Large scale farmers in the region have been struggling with too much rain, combined with unseasonably cool temperatures that have prevented evaporation, and have abandoned the idea of planting their fields this year. Too bad those folks are so big into corn and soy that they can’t imagine how to shift gears to something else. There’s still SO much time left in the season.

Here’s a few shots from the field I took earlier in the week.

Welcome to the jungle.

There’s a lot growing out back at this point. The spring crops are just about gone and the summer stuff is taking over, slowly. Will be interesting to see if there are long term implications of tonight’s 50 degree dip.

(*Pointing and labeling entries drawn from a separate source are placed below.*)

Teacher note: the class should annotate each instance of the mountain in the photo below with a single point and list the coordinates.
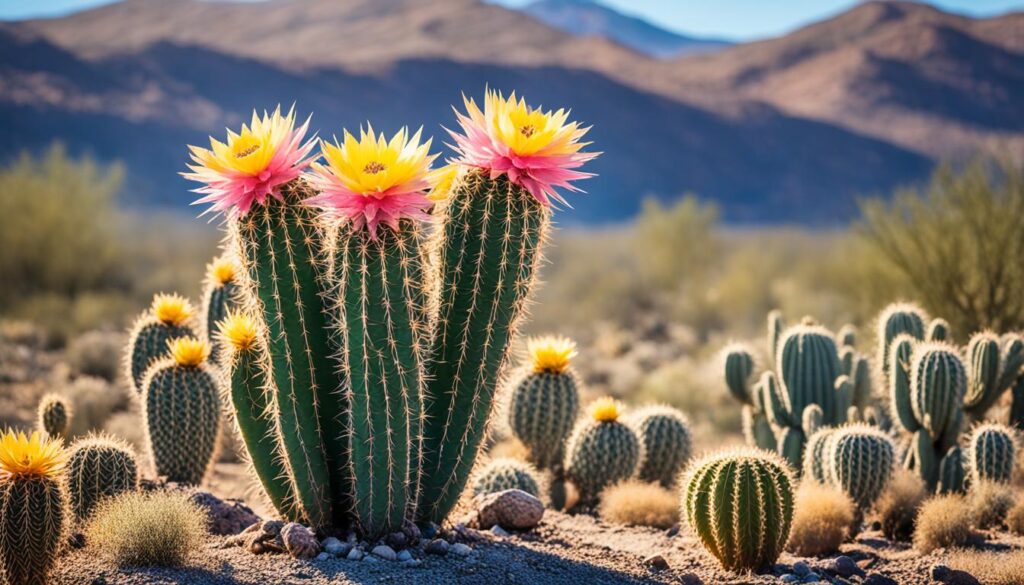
(140, 79)
(587, 17)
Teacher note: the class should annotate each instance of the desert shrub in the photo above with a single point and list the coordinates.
(157, 529)
(639, 503)
(943, 521)
(899, 504)
(821, 519)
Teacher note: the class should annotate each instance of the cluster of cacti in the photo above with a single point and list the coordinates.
(739, 504)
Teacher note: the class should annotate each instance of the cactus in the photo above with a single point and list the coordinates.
(739, 504)
(601, 451)
(170, 317)
(181, 410)
(990, 452)
(666, 443)
(501, 474)
(860, 459)
(33, 507)
(545, 401)
(54, 416)
(98, 467)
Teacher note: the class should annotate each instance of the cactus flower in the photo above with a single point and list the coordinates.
(537, 150)
(252, 165)
(373, 180)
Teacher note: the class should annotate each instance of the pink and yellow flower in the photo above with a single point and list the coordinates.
(373, 180)
(537, 150)
(252, 164)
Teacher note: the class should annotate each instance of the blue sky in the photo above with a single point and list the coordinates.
(738, 19)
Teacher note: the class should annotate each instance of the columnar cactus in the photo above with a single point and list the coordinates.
(739, 504)
(545, 401)
(601, 451)
(33, 507)
(666, 443)
(54, 416)
(170, 317)
(501, 474)
(990, 452)
(98, 467)
(181, 411)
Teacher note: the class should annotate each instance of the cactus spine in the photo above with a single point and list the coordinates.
(181, 410)
(98, 467)
(666, 443)
(739, 503)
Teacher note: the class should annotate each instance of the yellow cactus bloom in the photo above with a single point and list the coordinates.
(238, 330)
(30, 456)
(189, 351)
(550, 353)
(172, 308)
(605, 409)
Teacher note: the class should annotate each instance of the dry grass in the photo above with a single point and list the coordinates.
(944, 521)
(991, 568)
(821, 519)
(156, 529)
(639, 503)
(899, 504)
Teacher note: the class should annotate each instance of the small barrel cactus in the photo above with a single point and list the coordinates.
(501, 474)
(33, 506)
(98, 467)
(545, 402)
(181, 410)
(601, 451)
(666, 440)
(170, 317)
(54, 416)
(739, 504)
(990, 453)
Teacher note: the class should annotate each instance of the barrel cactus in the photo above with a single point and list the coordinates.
(739, 504)
(98, 467)
(601, 451)
(181, 411)
(545, 401)
(33, 506)
(666, 443)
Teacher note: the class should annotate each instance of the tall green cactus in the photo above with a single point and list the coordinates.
(739, 504)
(181, 411)
(98, 467)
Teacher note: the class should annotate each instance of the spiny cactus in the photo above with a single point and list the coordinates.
(601, 451)
(98, 467)
(545, 401)
(739, 504)
(33, 507)
(54, 416)
(170, 317)
(990, 452)
(501, 474)
(181, 410)
(666, 443)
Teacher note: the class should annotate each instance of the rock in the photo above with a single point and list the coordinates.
(512, 509)
(299, 541)
(384, 551)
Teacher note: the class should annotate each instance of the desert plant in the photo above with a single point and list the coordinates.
(821, 519)
(639, 503)
(601, 451)
(666, 443)
(98, 467)
(545, 401)
(147, 529)
(739, 503)
(169, 318)
(181, 410)
(33, 506)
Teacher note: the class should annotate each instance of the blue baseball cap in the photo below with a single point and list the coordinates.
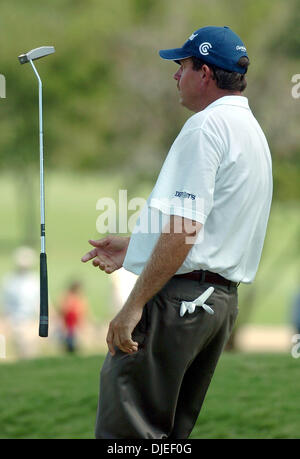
(219, 46)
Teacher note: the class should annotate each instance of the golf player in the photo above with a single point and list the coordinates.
(200, 234)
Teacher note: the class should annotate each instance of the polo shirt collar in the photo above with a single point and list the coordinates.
(239, 101)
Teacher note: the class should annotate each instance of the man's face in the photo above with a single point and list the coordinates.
(189, 85)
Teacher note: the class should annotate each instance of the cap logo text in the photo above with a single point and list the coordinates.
(204, 48)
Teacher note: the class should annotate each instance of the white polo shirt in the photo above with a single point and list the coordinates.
(219, 173)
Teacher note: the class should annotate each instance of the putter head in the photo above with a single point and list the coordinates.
(36, 53)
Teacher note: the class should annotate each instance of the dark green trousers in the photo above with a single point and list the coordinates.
(158, 392)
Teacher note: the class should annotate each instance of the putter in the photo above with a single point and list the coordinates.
(32, 55)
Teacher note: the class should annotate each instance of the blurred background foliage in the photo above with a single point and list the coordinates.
(110, 101)
(111, 112)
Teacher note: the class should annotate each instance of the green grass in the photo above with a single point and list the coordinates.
(251, 396)
(71, 220)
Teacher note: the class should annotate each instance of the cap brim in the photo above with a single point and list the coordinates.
(174, 54)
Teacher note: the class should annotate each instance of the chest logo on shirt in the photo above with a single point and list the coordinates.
(184, 194)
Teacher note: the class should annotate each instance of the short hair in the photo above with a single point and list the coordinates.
(225, 79)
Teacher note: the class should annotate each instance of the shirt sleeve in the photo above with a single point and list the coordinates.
(186, 183)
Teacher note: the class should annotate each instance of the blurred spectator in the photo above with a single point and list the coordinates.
(73, 308)
(123, 282)
(296, 312)
(20, 299)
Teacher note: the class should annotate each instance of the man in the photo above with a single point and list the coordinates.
(215, 187)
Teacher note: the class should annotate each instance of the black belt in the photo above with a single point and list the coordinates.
(209, 277)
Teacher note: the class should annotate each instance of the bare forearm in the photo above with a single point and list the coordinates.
(167, 256)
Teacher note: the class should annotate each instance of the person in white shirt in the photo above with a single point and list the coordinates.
(199, 235)
(20, 295)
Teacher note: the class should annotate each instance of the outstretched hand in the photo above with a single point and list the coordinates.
(108, 253)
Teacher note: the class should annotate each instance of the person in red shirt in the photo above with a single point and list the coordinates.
(73, 308)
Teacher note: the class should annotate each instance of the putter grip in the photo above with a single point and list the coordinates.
(43, 328)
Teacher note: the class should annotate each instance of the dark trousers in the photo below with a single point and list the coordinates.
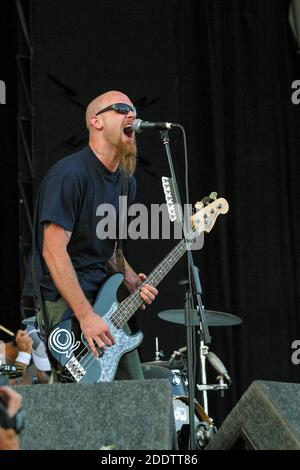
(130, 365)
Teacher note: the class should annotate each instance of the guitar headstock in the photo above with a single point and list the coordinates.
(205, 217)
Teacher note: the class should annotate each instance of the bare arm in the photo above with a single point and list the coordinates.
(55, 254)
(133, 281)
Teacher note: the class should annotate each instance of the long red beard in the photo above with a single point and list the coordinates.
(128, 153)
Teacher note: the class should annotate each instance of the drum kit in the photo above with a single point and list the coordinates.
(175, 370)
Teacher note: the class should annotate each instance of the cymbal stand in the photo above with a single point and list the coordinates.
(219, 367)
(193, 274)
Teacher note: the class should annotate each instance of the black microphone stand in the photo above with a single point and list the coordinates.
(189, 319)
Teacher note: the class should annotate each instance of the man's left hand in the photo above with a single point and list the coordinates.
(147, 292)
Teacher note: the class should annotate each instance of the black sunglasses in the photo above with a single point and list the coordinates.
(121, 108)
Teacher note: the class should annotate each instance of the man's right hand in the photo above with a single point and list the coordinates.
(95, 330)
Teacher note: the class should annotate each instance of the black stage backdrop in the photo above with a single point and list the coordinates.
(224, 70)
(9, 266)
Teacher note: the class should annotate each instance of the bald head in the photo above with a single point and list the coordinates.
(101, 101)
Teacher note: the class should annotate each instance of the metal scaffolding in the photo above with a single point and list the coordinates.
(25, 136)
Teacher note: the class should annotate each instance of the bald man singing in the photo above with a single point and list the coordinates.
(75, 260)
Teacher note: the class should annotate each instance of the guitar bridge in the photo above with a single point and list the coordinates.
(75, 369)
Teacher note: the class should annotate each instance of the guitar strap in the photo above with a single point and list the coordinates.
(121, 222)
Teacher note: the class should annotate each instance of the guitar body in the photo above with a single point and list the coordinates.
(68, 351)
(70, 354)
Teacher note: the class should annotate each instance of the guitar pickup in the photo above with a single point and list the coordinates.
(75, 369)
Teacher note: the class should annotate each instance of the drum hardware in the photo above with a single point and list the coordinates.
(213, 318)
(204, 427)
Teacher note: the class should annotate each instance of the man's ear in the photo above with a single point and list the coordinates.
(96, 122)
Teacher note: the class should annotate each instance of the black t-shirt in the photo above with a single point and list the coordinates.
(71, 195)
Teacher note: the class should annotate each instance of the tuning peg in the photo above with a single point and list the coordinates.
(213, 196)
(198, 206)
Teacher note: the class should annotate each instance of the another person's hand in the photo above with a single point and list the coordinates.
(95, 330)
(24, 341)
(12, 400)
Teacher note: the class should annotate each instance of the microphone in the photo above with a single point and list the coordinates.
(139, 126)
(218, 365)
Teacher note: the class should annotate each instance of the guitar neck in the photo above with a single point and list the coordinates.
(129, 306)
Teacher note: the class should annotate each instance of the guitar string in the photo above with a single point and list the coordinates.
(135, 300)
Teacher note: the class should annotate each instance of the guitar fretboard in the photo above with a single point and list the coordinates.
(129, 306)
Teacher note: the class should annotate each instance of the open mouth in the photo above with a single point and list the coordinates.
(128, 132)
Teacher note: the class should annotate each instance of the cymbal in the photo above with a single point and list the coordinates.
(156, 363)
(213, 318)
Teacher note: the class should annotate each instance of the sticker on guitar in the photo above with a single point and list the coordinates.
(63, 341)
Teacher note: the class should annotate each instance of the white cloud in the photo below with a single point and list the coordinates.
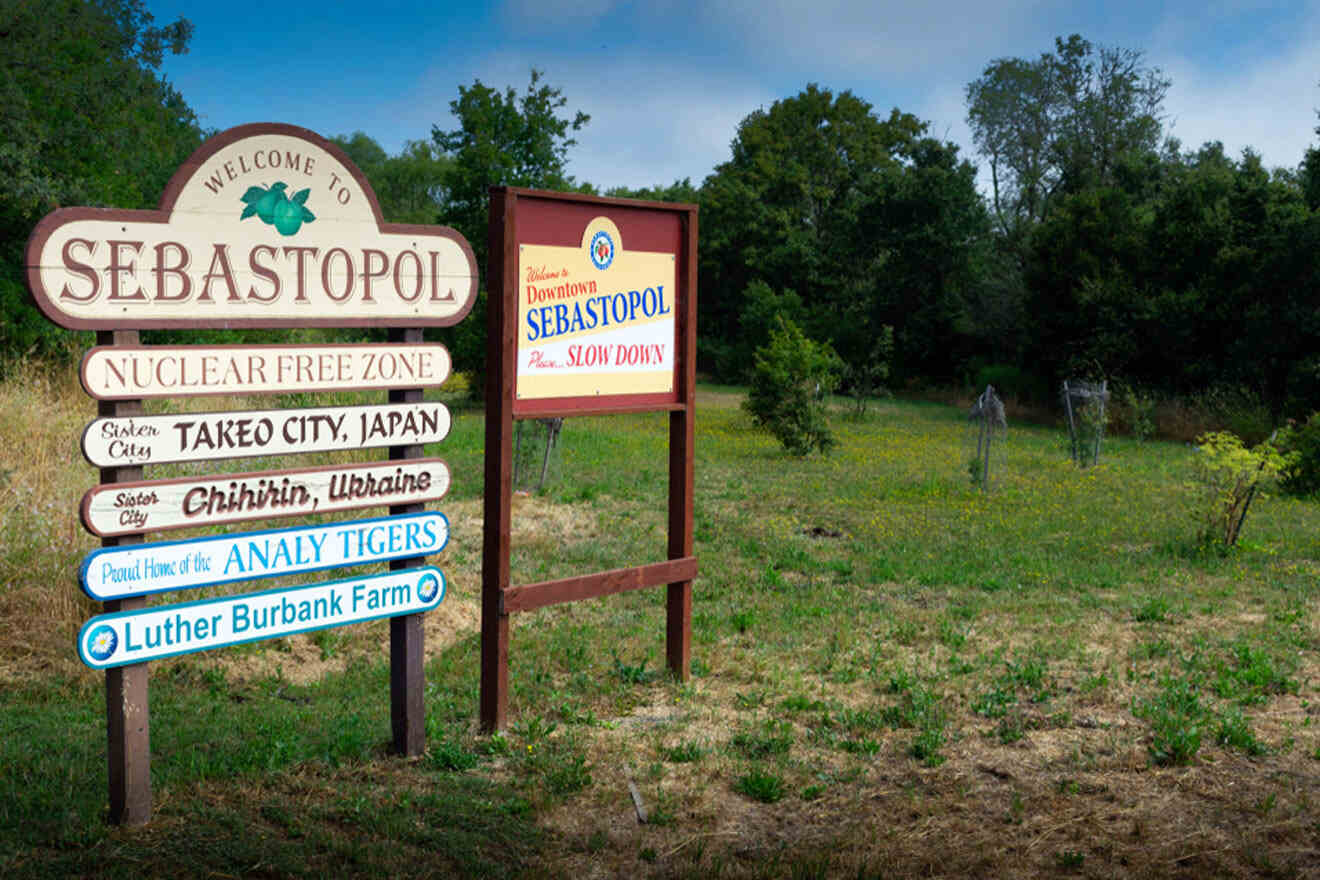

The hens are driving me nuts. They refuse to stay on their side of the fence. In good moments I imagine they are eating the squash bug larve. But most of the time, when they’re scratching indiscriminately (uprooting seedlings) and eating the kale, I just want them out!

Cora’s poppies are doing great! She and I harvested seed for these from a neighbor’s yard last year and she set them in soil in the basement over the winter one day (on her own!). We sold a bunch at our plant sale in April and I’m hearing good reports from friends who took them home. I’m a proud (human and plant) momma.